Open dennlinger opened 2 years ago
Hi Dennis,
Thank you for interest in our research work! I will add some information considering the JSON format such that its schema will become clearer. For data access you can directly use the load_verdict
function which loads a list of sentences for each of the different judgment sections. We directly worked with the JSON files in our research.
Considering your questions:
I hope this answers your questions. If you have any further questions, please do not hesitate to ask.
Best regards, Sebastian
Hi Sebastian, thanks for your detailed response! I have two minor follow-up questions, but I think for the largest part my questions about the processing have been fully answered.
One clarifying question on the guiding principle: Did you investigate what the distribution of available official/third party writings is? It would be interesting to see whether those differ in their textual structure or other aspects that might be important for the summary generation, but I'm not familiar enough with the legal context to judge the differences here.
Otherwise, you mention that you used different aggregation methods (separate encodings vs concatenation) for the "facts & reasoning" texts. I assume you did not find any meaningful differences? This is particularly interesting because many other domains present in summarization datasets exhibit strong positional biases (e.g., news articles), which gets obfuscated for concatenated texts.

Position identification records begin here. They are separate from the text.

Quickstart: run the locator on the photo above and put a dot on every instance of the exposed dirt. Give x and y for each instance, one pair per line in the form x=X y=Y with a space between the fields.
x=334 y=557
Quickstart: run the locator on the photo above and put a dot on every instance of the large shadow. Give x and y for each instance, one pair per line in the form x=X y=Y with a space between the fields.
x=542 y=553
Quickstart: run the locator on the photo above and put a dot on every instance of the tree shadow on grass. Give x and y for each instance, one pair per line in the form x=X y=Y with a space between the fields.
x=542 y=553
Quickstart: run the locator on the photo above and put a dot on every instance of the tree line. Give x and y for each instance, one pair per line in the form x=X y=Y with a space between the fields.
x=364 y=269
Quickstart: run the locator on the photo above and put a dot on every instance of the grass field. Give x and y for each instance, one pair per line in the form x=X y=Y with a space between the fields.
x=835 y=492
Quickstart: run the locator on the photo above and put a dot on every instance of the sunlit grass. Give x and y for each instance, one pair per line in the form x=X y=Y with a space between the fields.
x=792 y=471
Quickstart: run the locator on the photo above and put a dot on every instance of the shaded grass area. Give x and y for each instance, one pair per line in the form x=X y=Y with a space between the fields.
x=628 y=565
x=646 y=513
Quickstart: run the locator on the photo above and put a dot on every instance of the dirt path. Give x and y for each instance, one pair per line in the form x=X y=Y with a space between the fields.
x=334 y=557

Thanks again! Best, Dennis
Hi Dennis, No, we did not further investigate the distributions of official/third party summaries. I would assume that there is roughly a 50/50 split between them. I have to note though that the level of detail might be different for the different author types. Some official summaries tend to be rather short and more high level, but it is hard to quantify this observation and generalize it to the entire dataset. But as I said, we did not look too much into this.
We primarily used the separate encoding strategy for abstractive summarization, to reduce the amount of information a model needs to keep track of in one embedding. For extractive summarization we only used the concatenation, so we did not directly compare both. One thing I want to note here: The language of the facts and the reasoning is different and there are often certain language cues which indicate the beginning of the reasoning part. As a consequence a model should be able to differentiate them.

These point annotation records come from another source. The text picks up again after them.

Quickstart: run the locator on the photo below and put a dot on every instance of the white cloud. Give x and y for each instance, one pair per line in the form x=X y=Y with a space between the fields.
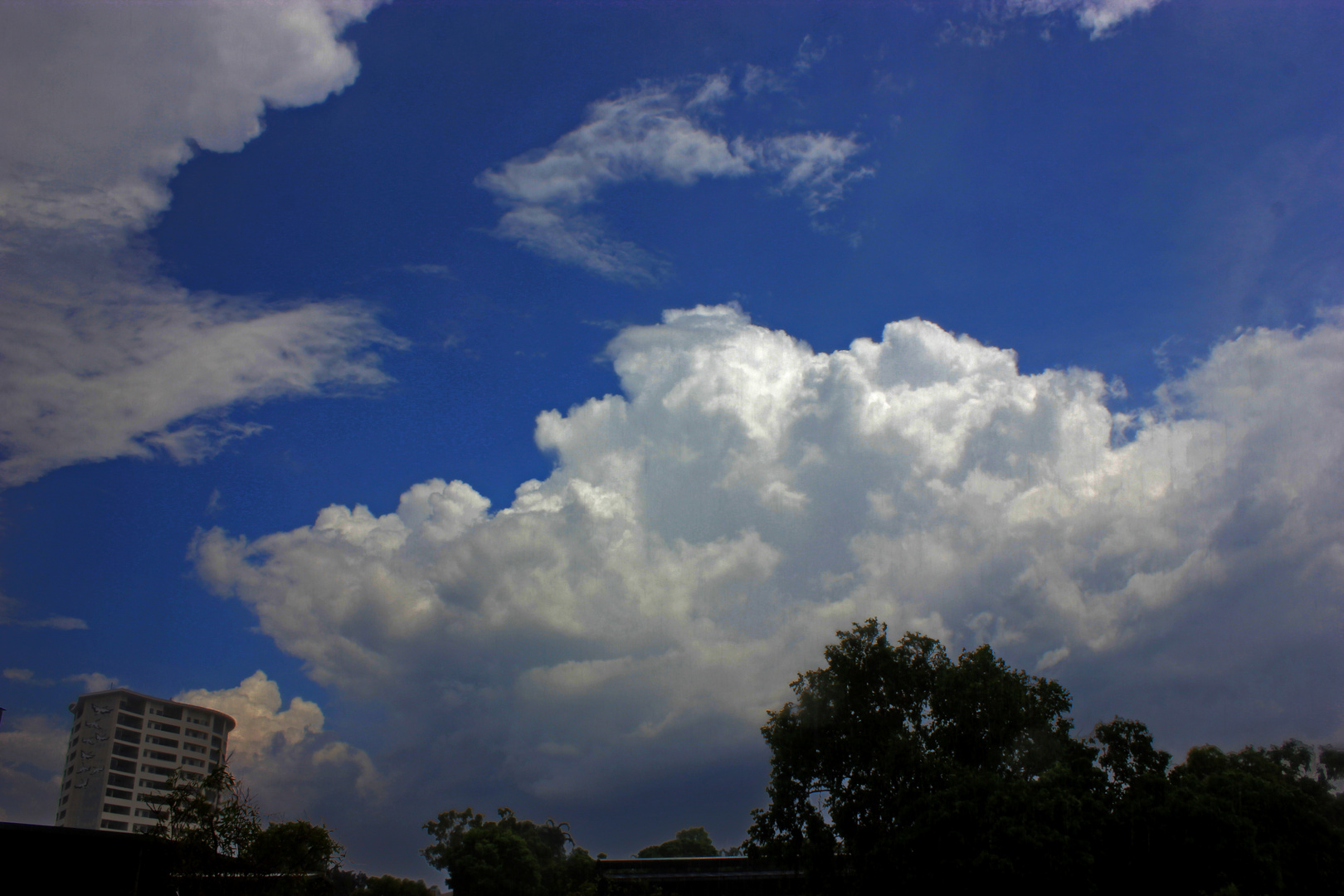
x=1099 y=17
x=32 y=748
x=104 y=102
x=654 y=132
x=93 y=681
x=27 y=677
x=283 y=755
x=706 y=533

Considering biases: There does not seem to be an obvious bias towards selecting sentences from the beginning of either text part, as seen in the comparison between the random sentence selection with the lead baselines. And we could also not find any clear indicator for positional bias when investigating the used labels for extractive summarization. But this can also be due to the level of abstractiveness/novelty of the summaries.
Best regards, Sebastian
Perfect, thanks a lot again for the detailed explanations! I'll close this for now, since all of my points have been addressed.
Hi Sebastian, sorry to reopen the issue again, but when going through the samples, I noticed an inconsistency with the above statement:
- There are two types of guiding principles: from the official judgment or from third parties. In this case we did not differentiate between them as generation targets. Each verdict only has one of both.
I was assuming that this refers to first, respectively second, element in the "guiding_principle"
segment of the JSON documents. When looking at samples, however, I noticed that some documents have content in both segments, which seems confusing to me. Again, load_verdict
is not helping here, since it naively concatenates both fields, irrespective of the actual content.
As an example for the encountered points, I looked at the file Y-300-Z-BECKRS-B-2016-N-67530.json
.
EDIT: FWIW, I have just checked, having both at the same time affects about 1200-1300 samples total (~1.25%).
Also, some further questions:
Best, Dennis
Hi Dennis,
Sorry I misremembered. The splitting of the guiding principle was based on whether they were annotated as "redaktionell" or "amtlich" and then assigned accordingly. So "redaktionell" would be the third-party statements in this case. As both were always coming from the same judgment, we concatenated them when using them as a target summary. Considering the source of the "redaktionell"/third-party summaries: I cannot make a statement for all of them, but many are given by a legal publisher.
Considering the Tenor: It can be seen as the summary of the legal consequences. But this segment is not so interesting to study for summarization as it can be generated by a template in most cases. So, who is in the right, who has to pay, etc.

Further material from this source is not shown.